Eglins b/c
Cysteine-free serine protease inhibitors with anti-inflammatory and neurotrophic properties
Last updated: March 14, 2026
Mechanism Disclaimer
Eglins b and c are compact serine protease inhibitors originally isolated from Hirudo medicinalis salivary gland secretion. At 8,073 Da (eglin b) and 8,099 Da (eglin c), they differ by a single amino acid substitution at position 35 (His in eglin b, Tyr in eglin c). With 70 amino acids and no cysteine residues, eglins are uniquely devoid of disulfide bonds among leech proteinase inhibitors — a feature that contributes to exceptional thermal and acid stability.
Structural Characteristics
Potato Inhibitor I Family
Eglins belong to the potato inhibitor I (PI-1) superfamily, sharing structural homology with barley chymotrypsin inhibitor CI-2. This plant-origin fold in an animal protease inhibitor suggests ancient evolutionary convergence. The absence of disulfide bonds renders eglins resistant to reducing environments and simplifies recombinant production.
Single-Residue Difference
Eglin b (His35) and eglin c (Tyr35) are otherwise identical in sequence and exhibit overlapping but non-identical inhibitory profiles. Eglin c has been more extensively characterized due to its early successful expression in E. coli (Rink et al., 1984) — one of the first leech proteins produced recombinantly.
Inhibitory Profile
| Target Protease | Ki | Significance |
|---|---|---|
| Neutrophil elastase | 2 × 10⁻¹⁰ M | Sub-nanomolar; blocks tissue destruction |
| Cathepsin G | 2.8 × 10⁻¹⁰ M | Key neutrophil serine protease |
| Mast cell chymase | 4.45 × 10⁻⁸ M | Moderate; LDTI more potent for mast cells |
| α-Chymotrypsin | Nanomolar range | Broad serine protease activity |
| Subtilisin | Nanomolar range | Bacterial serine protease |
Anti-Inflammatory Significance
The primary therapeutic interest in eglins centers on their ability to block neutrophil-mediated tissue destruction. During inflammatory responses, activated neutrophils release elastase and cathepsin G from azurophilic granules. Uncontrolled release of these proteases degrades extracellular matrix components (elastin, collagen, proteoglycans) and amplifies inflammatory cascades. Eglins inhibit both enzymes at sub-nanomolar concentrations, positioning them as potential modulators of tissue damage in:
Rheumatoid Arthritis
Synovial neutrophil infiltration
COPD
Elastase-driven alveolar destruction
ARDS
Neutrophilic pulmonary inflammation
Additional Biological Activities
Neurotrophic Activity
Eglin c demonstrates significant neurite outgrowth stimulation in chick embryo dorsal root ganglia, with a 48.3% increase in explant area index (EAI) at a concentration of 0.1 ng/mL (Chapter 7). This places eglins among the biologically active SGS components with dual anti-inflammatory and neurotrophic properties.

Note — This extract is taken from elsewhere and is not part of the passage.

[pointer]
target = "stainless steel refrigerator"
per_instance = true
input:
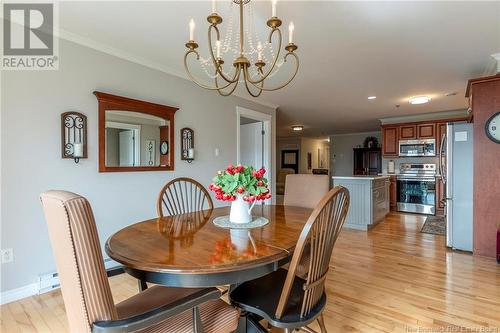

HCV NS3 Proteinase Inhibition
Martin et al. (1998) demonstrated that eglin c inhibits the hepatitis C virus NS3 serine proteinase at nanomolar concentrations. Although not pursued therapeutically, this finding illustrates the broad-spectrum serine protease inhibitory capacity of the eglin scaffold.
Piyavit Component
Eglins are constituent components of Piyavit, a pharmaceutical formulation derived from whole leech extract. Their presence contributes to the immunomodulatory properties attributed to the formulation, including anti-inflammatory effects on neutrophil-mediated tissue damage pathways.
Recombinant Production
Rink et al. (1984) achieved the first heterologous expression of eglin c in E. coli, producing active protein in high yields. The absence of disulfide bonds and glycosylation sites makes eglins particularly amenable to bacterial expression — a significant advantage for scale-up.